さわれる美術鑑賞 名茶碗、レプリカで重みを体感
美術館・博物館で本物さながらのレプリカを使った「さわれる」鑑賞が広がっている。名茶碗の手触りを確かめるなど、3Dプリンターをはじめハイテク技術がハンズオン鑑賞を後押しする。
東京国立博物館が所蔵する重要美術品「大井戸茶碗(ちゃわん) 有楽井戸」。織田信長の弟、有楽斎が所持していたことから「有楽」の銘を持つ名茶碗だ。これを茶碗型コントローラーと高精細画像で鑑賞するイベント「8Kで文化財『ふれる・まわせる名茶碗』」が23日まで同館で開催されている。

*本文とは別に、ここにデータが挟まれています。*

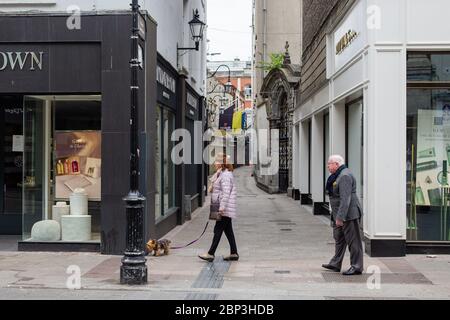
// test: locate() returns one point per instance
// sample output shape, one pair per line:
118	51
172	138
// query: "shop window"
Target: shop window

形や重さも実物そっくりに作った樹脂製コントローラーにセンサーを仕込み、回したりひっくり返したりすると、大型8Kモニターに映る茶碗が連動する。コントローラーを体に近づければ超高精細の画像が拡大。表面の細かいひびや高台のざらざらした質感などふだん薄暗い展示室でじっくり眺めるのが難しいディテールがリアルに再現され、実際に茶碗を手にしている気持ちになる。同館と文化財活用センター、シャープが協力し開発した。
手取りのよさ
福岡市美術館は、所蔵する黒楽茶碗の質感まで忠実に再現したレプリカを制作した。千利休が佗(わ)び茶の美意識を表現させようと陶工の長次郎に作らせたもので銘「次郎坊」。古美術担当の学芸員、後藤恒氏は言う。「黒楽茶碗は解説で『手取りがいい』と書かれる。手にとると中指が茶碗のくぼみにぴたっとはまり、茶碗が手にフィットする。自分も収蔵庫で手にしたときに、なるほど、そういうことか、と分かった。それをどう感じてもらえるか。ずっと考えていた」。実物の茶碗をスキャンして3Dプリンターでアルマイド製のレプリカを制作。手取りのよさを再現しようと美術品の修理・復元を手がける上田隆一氏の協力を得た。
レプリカを手に取ると、茶碗の中心にずっしりした重みを感じる。「この『重心が落ちる』感触が手取りのよさの理由のひとつ。だから手にとると気持ちが落ち着く」と上田氏は話す。次郎坊の重さは272グラム。レプリカは68グラム足りなかった。そこで高台部分を金属に置き換え、重心をずらすことなく重さをぴたりと合わせた。茶碗の表面がかさっとしている質感や釉薬(ゆうやく)の鉄分の赤みも再現した。レプリカを実物の前に設置し、さわりながら鑑賞してもらう展示を計画する。
仏像の断面も
九州国立博物館は「ならべてわかる本物のひみつ 実物とレプリカ」展を23日まで開催。縄文時代の火焔(かえん)型土器、阿弥陀如来坐像など6点の文化財の実物とレプリカ、再現文化財(素材や技法も忠実に再現した文化財)が並ぶ。仏像の断面を見られるのもレプリカならでは。X線CTスキャナーで測定したデータをレプリカ作りにも生かしている。
「美術品や文化財の鑑賞において、さわることは有効な手立てだということが広く認識されてきた」と同館主任研究員の加藤小夜子氏は指摘する。たとえば展示中の火焔型土器は開口部が波状の突起で縁取られている。「指を置くとぴったりはまるので、指で押してかたどったとも考えられる。祭事などで皆で指を置き、共に祈ったのかもしれない。触れることでさまざまな想像が膨らむ」と話す。残念ながら同展はコロナ禍のため見るだけの展示に変更された。しかし視覚障害者や子供、外国人ら多様化する来場者のため、文字や知識だけに頼らない体感型の鑑賞は今後より一層求められていくだろう。